Government officials filed dozens of politically motivated criminal and civil defamation lawsuits against journalists and media outlets in an effort to silence critics, according to the Bishkek-based Public Association of Journalists. Kyrgyzstan’s obedient courts, whose judges are appointed on the recommendation of the president, consistently convicted journalists of insulting the honor and dignity of government officials. Hefty financial penalties in these cases encouraged widespread self-censorship. In May, Parliament rejected a proposal to decriminalize defamation and set damage limits in libel cases.
In its broad campaign to silence independent voices, the government used an array of indirect methods—from politicized tax inspections to leaning on independent media advertisers. It also forced teachers and government employees to subscribe to state newspapers, according to the London-based Institute for War and Peace Reporting (IWPR).

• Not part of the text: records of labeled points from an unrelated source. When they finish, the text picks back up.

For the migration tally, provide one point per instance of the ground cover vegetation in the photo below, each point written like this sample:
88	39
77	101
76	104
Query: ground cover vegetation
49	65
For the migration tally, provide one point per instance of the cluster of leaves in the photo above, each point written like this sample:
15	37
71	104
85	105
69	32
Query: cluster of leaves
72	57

Media analysts say Akayev, in power since 1991, has direct or indirect control over most influential television stations. The president appoints the chairman of the state-owned Kyrgyz National Television and Radio Broadcast Corporation, and his son-in-law owns the Kyrgyz Public Educational Radio and Television.

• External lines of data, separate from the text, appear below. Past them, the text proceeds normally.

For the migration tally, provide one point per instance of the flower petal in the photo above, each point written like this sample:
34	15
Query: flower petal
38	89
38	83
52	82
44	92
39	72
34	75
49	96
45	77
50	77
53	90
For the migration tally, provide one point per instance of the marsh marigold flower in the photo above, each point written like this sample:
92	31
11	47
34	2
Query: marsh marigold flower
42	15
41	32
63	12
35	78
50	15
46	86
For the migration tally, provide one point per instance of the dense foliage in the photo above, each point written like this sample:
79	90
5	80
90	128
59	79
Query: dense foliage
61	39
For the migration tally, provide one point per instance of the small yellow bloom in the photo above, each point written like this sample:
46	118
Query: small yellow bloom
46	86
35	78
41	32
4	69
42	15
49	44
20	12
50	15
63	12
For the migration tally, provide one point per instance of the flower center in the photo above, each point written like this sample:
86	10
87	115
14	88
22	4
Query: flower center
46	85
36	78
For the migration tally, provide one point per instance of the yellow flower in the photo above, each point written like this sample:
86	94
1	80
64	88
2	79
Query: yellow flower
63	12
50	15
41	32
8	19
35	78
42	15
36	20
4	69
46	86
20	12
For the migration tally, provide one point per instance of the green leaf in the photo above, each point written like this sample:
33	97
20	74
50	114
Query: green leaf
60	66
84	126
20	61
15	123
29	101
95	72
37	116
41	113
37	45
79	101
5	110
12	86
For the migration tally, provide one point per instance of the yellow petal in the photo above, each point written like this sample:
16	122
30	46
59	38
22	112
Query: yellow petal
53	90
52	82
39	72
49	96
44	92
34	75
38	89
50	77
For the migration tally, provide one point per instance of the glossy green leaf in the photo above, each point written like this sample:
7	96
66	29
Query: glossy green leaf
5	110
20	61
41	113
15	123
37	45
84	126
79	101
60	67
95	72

The leading independent television station, Pyramida, remained on the defensive throughout 2004. The National Communications Agency (GAS), the government broadcast regulator, closed Pyramida for 40 days in March for what the agency described as transmission problems. However, Pyramida’s weekly political show “Nashe Vremya” (Our Time) had recently angered authorities by providing airtime to opposition leaders. Areopag, a telecommunications company with close ties to Akayev, bought a significant number of shares in Pyramida in August, IWPR reported.

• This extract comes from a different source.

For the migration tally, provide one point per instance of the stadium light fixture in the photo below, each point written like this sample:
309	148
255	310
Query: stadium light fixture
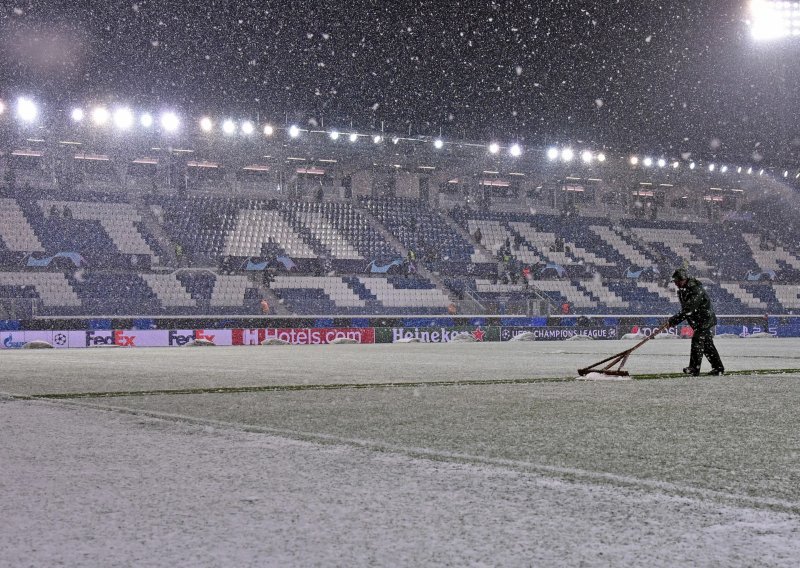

In another move critics said was politically motivated, GAS forced Osh TV to broadcast on a weaker frequency after claiming that the channel was interfering with state TV transmissions. Based in the southern city of Osh, the station is one of the few independent channels in Kyrgyzstan, taking both the government and opposition leaders to task.
Media analysts were surprised this summer when authorities quickly granted a broadcasting license and frequency to NTS, a new Bishkek-based television channel funded by the Russian energy company Alyans. Some analysts suggest that the station may be part of a Russian effort to counter NATO’s growing influence in Central Asia, the news Web site Eurasianet.org reported. NTS had not started broadcasting at year’s end.
The independent daily MSN (formerly Moya Stolitsa-Novosti), which has endured government harassment and numerous politically motivated lawsuits, published more freely in 2004 thanks to the opening of a U.S.-sponsored independent printer. Freedom House, a nonprofit group that promotes democracy worldwide, established the publishing house in late 2003, breaking the monopoly of the state printer, Uchkun, which often refused to print the Bishkek-based MSN.
In May, Freedom House and other human rights organizations completed an independent inquiry into the death of Ernis Nazalov, a correspondent with the Bishkek daily Kyrgyz Ruhu (Kyrgyz Spirit) whose body was found on the bank of a canal in the southern Kara-Suu District in September 2003.
Medical experts who examined Nazalov’s body found that he had been hit several times with a blunt object, one of his arms had been broken, and his legs were covered in stab wounds, the groups reported. The regional prosecutor’s office in the southern city of Osh classified Nazalov’s death as an accidental drowning.